5. Daily energy saving evaluation indicators of green buildings
The building technical rules only provide energy-saving provisions for the design of the building shell, but there are no relevant provisions for the energy efficiency of air-conditioning and lighting systems, which account for the largest proportion of electricity consumption in daily energy consumption of buildings. Therefore, the green building evaluation system integrates the three aspects of building shell energy-saving design, air-conditioning efficiency design, and lighting efficiency design to become a "daily energy-saving indicator."
In terms of building shell energy-saving evaluation, the qualified benchmark for energy consumption of the shell of a certified green building is 20% stricter than the energy-saving regulations stipulated in the Building Technology Code.

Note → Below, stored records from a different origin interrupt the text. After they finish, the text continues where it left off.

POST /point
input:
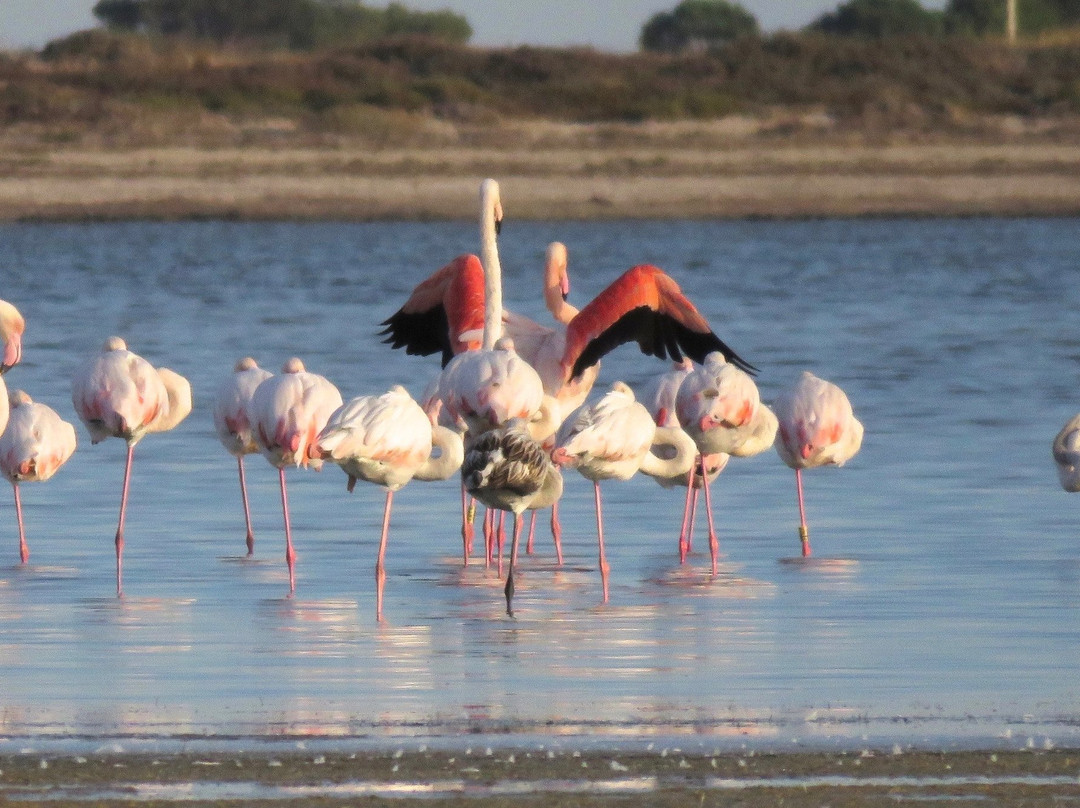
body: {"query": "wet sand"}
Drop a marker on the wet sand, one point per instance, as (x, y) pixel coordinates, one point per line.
(642, 180)
(538, 777)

Energy-saving evaluation of air-conditioning systems includes preventing over-design of main units and encouraging the use of high-efficiency equipment and air-conditioning energy-saving technologies. Air-conditioning systems can be divided into three types: central air-conditioning, window-type and split air-conditioning. For buildings using central air-conditioning, the evaluation items include host capacity efficiency HSC and air-conditioning system energy-saving efficiency EAC. Buildings with separate air conditioners can be exempted from the evaluation of air conditioning energy-saving design.